The support does not stop in the WCHS community. YouTuber Hannah Meloche, with 1.7 million followers on Instagram, is one among many social media influencers who have shown their love for Solidarity Masks. 

“Hannah has been such an important part of our non-profit taking off,” Carolina Noguera said.  “She brought us so many customers from around the world. Every time she posts about us we get at least 40 new orders. Without her we would not have been able to be this successful.”

It can be difficult to balance running the business with online school, extracurriculars and rest, especially during the pandemic, while taking the typical impatience of online consumers into consideration. 

“Big companies like Amazon make it really hard for small businesses like us,” Carolina Noguera said. “When you order from them they have products in stock and it arrives within a few days. But we make all our orders by hand and to order, meaning it takes one to two weeks to be done.

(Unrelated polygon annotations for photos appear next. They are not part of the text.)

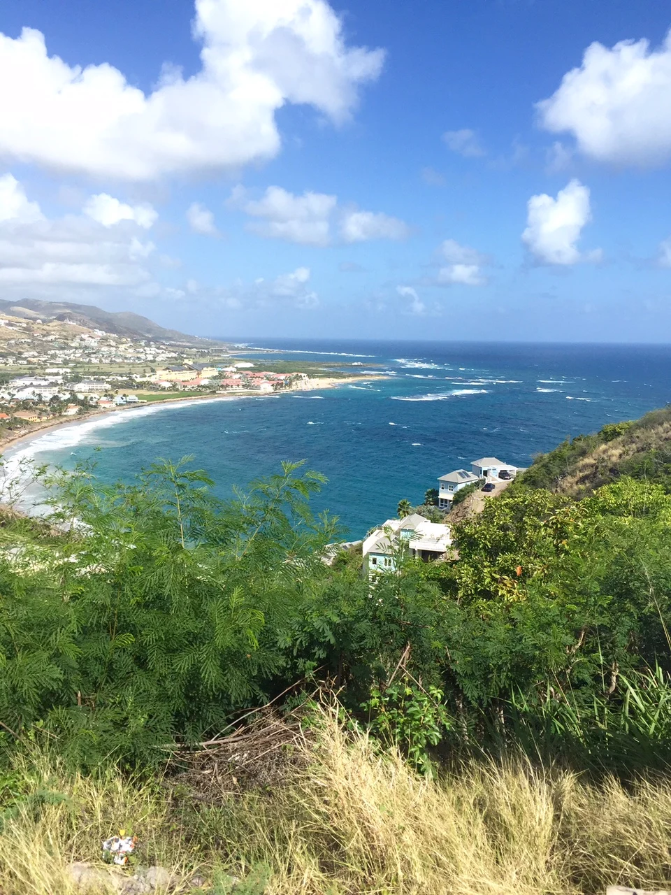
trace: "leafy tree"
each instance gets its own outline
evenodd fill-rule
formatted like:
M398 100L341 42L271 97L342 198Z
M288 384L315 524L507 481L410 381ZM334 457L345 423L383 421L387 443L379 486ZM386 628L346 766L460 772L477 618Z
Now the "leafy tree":
M404 518L406 516L410 516L412 512L412 504L410 500L406 500L404 498L403 500L399 500L398 507L396 509L396 514L399 519Z

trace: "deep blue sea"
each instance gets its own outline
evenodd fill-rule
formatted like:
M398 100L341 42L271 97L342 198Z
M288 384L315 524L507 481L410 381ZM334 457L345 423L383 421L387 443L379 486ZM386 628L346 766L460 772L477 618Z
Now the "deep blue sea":
M328 478L316 511L351 537L420 503L439 475L481 456L528 465L567 436L671 401L671 345L250 340L274 358L362 363L388 379L304 394L148 406L38 437L13 454L72 466L94 457L106 482L155 458L193 455L222 497L307 461ZM94 453L97 448L99 452Z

We are lucky as most of our customers are very understanding and patient since they know we’re students, they’re all handmade and we’re not getting paid for this work.” 

The mask-making process has slowed down a bit for UMD freshman and co-founder Lily Greshelin, as she is not able to come by every day anymore, but she still makes time to work once or twice a week. With the help of family friends volunteering, the non-profit is able to continue running smoothly.

“My favorite part about running the business is making decisions and seeing how they impact the business,” Lily Geshelin said. “I have learned a lot about managing our money and a lot about business management which is also what I am studying in school right now so it is cool that they are overlapping.”

In addition to business management, the team has learned to build off of their backgrounds in sewing, work as a team, and organize their time through running the non-profit and the team plans to continue using these skills to help the community and beyond.

“It is so important more than ever to find activities to do, and to be able to do something that is fun and helps others is awesome,” Meredith Eby said. “We all got super closer over the past several months and the girls have really shown me that you can at any age run a successful business and help the community in a really impactful way. I love how we have been able to create a glimmer of hope in these hard times and I look forward to continuing to inspire others.”